Birds: Birds are symbolic of the Victorian era women present in the story, just as the cages they are placed in mirror the societal restraints placed upon these women by the creole society. As the birds scream “Go away! Go away! For God’s sake” it is understood that this restriction of sorts is not always accepted, rather a select few instead reject them, enter our main character Edna.
Sleep: Sleep is considered an escape, the idea of leaving oneself behind and entering a world of unrestrained possibilities is the only offered comfort to Edna when she is badgered by her husband upon his return from billiards. She refuses to offer anymore than the slightest participation in the discussion and hopes only to be left to herself and her dreams.
Water: Edna’s fear of water is the basis for her awakening, or rather her overcoming of this fear. Her disregard of this fear constitutes her first and most important step in newfound independence and rebirth. She fears the water will force her into a bitter isolation, a catalyst for death. Having defeated this fear she finds comfort in solitude.
Colors: Though the repeated symbolism of colors is abundant, one instance in which they are established to have a deeper value is during the party in which a piano pair of twins makes themselves present. They are expected to become the embodiment of chastity, nuns, and are dressed in formal white and blue clothing. The colors white and blue are representative of the the Virgin Mary as well as purity.
Setting: The Grand Isle is symbolic of something like a ball and chain for Edna, she feels the society amongst the island as well as those that inhabit it hinder her, they prevent her from achieving an unknown freedom that she desires. It’s obvious that she lacks the understanding when she returns with Robert and is confused as to why he takes his leave. She doesn’t realize that she can’t express her desire for him openly on the isle because it is not deemed acceptable, a concept foreign to the naive and restrained Edna but well understood by the experienced Robert.
Societal context: In creole society a man never has to fear an unfaithful wife, her chastity is engraved within the marriage, and this demanded devotion leads to the husband viewing his wife as property. Within the Isles, each married women has come to terms with this through generations of viewing it as a social norm but this practice is foreign to the Presbyterian and American Edna, leading to the main issue of the story and her rebellious acts in an attempt for self realization.
Foil: The most obvious foil amongst the main characters of The Awakening is that of Adele and Edna. Edna is a seemingly emotionally detached and un-motherlike figure whom lacks a compassion for her husband that is obvious amongst other creole wives. One of these wives being Adele, the ideal wife in fact, she is referred to repeatedly as the ideal “mother-woman” but in Edna’s eyes she is a contrasting woman whom lacks the ability to see herself as an individual.
Music and art: Adele’s piano piece caused a flickering of images within Edna’s mind, images of solitude, a naked man watching a bird fly away freely, this bird representing a woman breaking away. Reisz’s piece was different, it caused in agitation within Edna that forced a stirring of emotion bringing her to tears, Reisz commented that Edna was the only one worth playing for, this is because only Edna understood the magnitude of self expression present within the notes. After having heard Reisz music Edna began to paint with a newfound passion and burning desire for expression.

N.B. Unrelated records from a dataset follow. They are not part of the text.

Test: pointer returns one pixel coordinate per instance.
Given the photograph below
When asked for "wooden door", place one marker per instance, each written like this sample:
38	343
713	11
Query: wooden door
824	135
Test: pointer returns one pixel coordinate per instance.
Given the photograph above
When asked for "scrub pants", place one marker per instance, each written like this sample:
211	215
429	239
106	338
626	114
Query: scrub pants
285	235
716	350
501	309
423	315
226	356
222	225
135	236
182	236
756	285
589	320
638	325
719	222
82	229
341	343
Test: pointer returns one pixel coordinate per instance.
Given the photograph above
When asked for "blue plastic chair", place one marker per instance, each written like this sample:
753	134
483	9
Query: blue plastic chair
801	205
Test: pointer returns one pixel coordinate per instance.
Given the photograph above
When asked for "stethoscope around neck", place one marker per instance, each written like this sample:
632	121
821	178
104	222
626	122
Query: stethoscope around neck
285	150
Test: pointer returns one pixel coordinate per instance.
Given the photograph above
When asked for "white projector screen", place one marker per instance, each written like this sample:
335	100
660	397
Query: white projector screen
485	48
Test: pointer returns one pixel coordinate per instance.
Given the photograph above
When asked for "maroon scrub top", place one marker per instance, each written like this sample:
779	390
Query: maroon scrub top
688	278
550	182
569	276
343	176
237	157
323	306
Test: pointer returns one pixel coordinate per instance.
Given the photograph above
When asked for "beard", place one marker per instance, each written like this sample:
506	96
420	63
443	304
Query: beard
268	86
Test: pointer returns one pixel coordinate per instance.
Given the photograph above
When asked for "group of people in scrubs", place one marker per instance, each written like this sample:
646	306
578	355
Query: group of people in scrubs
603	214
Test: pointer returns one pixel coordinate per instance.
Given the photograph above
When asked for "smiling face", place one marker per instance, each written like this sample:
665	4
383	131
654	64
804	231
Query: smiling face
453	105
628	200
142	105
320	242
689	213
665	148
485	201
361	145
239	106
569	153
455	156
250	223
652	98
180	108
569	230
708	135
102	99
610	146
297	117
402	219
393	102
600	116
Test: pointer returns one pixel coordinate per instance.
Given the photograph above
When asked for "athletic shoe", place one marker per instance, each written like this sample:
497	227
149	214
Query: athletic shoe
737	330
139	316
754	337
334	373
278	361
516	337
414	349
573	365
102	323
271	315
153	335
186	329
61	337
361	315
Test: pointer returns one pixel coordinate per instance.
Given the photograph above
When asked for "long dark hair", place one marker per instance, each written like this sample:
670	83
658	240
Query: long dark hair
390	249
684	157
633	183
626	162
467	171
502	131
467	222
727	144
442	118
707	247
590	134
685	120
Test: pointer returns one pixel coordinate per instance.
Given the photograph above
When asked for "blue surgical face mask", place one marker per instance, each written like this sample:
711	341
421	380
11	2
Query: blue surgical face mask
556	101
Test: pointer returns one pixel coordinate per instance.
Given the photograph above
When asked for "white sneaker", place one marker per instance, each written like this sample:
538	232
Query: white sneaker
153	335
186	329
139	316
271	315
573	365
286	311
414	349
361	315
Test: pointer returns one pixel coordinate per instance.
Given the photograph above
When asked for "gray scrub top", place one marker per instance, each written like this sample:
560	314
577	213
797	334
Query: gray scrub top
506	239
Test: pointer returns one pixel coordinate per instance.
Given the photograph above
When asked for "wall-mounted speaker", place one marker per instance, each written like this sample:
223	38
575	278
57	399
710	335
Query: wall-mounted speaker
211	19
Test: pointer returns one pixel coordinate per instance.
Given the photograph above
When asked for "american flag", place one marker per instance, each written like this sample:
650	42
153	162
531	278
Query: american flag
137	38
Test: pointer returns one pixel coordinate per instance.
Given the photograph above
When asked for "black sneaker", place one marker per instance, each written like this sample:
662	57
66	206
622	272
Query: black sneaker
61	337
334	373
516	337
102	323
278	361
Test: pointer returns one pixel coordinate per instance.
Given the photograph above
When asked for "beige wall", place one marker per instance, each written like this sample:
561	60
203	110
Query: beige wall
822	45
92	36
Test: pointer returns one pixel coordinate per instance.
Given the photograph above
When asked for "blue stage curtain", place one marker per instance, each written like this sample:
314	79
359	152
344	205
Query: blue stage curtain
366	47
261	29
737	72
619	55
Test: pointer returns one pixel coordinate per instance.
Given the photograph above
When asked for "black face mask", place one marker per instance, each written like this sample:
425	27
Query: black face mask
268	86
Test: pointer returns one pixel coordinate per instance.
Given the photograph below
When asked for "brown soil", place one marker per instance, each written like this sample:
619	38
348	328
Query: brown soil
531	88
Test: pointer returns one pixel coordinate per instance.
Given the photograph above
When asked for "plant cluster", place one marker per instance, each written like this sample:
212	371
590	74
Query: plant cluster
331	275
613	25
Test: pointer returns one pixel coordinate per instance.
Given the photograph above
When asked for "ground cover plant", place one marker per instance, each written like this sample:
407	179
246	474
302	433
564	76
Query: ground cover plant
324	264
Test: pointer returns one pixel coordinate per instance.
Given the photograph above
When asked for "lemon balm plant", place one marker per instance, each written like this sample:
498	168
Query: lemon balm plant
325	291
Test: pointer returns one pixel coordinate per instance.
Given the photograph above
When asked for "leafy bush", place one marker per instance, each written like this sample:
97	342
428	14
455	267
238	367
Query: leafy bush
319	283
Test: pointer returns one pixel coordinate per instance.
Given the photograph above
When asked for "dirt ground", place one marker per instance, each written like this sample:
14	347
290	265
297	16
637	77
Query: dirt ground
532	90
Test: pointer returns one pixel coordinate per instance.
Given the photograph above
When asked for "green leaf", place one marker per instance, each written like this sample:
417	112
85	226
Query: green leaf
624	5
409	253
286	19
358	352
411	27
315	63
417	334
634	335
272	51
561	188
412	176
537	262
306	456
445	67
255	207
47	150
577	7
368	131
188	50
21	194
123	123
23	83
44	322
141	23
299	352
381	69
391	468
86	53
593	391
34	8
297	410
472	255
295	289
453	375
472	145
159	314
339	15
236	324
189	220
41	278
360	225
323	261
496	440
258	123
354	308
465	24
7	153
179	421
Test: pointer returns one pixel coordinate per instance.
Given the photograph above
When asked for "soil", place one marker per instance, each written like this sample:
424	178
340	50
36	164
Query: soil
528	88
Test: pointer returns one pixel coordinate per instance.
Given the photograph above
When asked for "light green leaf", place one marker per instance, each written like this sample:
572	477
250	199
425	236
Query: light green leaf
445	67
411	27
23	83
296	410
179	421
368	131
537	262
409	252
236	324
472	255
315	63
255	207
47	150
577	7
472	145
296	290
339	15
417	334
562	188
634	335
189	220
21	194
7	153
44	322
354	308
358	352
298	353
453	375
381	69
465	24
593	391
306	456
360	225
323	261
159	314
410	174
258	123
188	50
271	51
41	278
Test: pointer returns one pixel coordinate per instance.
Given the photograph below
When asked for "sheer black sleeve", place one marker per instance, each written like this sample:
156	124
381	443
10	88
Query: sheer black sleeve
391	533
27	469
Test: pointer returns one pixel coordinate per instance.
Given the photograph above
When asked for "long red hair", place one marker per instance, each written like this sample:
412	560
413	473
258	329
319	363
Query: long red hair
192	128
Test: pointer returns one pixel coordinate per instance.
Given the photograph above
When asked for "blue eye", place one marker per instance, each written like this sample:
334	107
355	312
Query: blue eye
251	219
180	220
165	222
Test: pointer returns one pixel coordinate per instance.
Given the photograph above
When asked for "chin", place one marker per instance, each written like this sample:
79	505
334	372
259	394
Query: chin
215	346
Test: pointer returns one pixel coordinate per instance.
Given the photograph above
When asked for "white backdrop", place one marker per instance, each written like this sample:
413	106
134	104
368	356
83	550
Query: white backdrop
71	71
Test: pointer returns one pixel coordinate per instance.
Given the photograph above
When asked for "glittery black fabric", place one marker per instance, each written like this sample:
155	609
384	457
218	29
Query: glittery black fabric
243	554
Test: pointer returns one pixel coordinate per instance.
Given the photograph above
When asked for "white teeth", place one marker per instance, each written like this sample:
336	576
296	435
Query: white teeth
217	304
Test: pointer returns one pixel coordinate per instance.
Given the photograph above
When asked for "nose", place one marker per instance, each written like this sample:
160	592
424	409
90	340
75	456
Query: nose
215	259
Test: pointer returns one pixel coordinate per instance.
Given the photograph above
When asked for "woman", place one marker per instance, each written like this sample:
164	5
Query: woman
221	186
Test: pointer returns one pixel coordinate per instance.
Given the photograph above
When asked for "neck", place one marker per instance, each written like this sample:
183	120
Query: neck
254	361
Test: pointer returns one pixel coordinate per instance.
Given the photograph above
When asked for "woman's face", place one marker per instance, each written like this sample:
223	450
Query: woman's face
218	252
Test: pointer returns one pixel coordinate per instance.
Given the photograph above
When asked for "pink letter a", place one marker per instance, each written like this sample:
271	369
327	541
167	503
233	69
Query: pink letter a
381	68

Foreshadowing: The first instance of foreshadowing is the green and yellow parrot, the symbolic animal of Edna, it’s repeated screeches and agitation with being caged are a foreshadowing to Edna soon distaste with being treated as property and her desire for freedom, but it also foreshadows a tragic ending.
Changes in Edna’s character: This one would take too long to describe in its entirety with justice. Edna undergoes a serious of changes in mentality, mostly with regard to her view of herself as a function of society, her current state being one she disagrees with. She goes through several periods of change, most of which have their own individual climax, ranging from her challenge of the sea to her day spent with Robert away from the isles.
Physical movement: (pretending this is a reference to either Edna spending her day with Robert off the isles or the significance of her husband’s repeated business trips, that of which take place elsewhere.) Once again recalling upon Edna’s feelings of confinement and restraint when on the island, she views physical journeys to be an escape, similar to that of sleep (although this would be nonphysical). If provided with an opportunity, in a few instances she is, she takes it upon herself to leave and allow for a reinvigorating period pf freedom.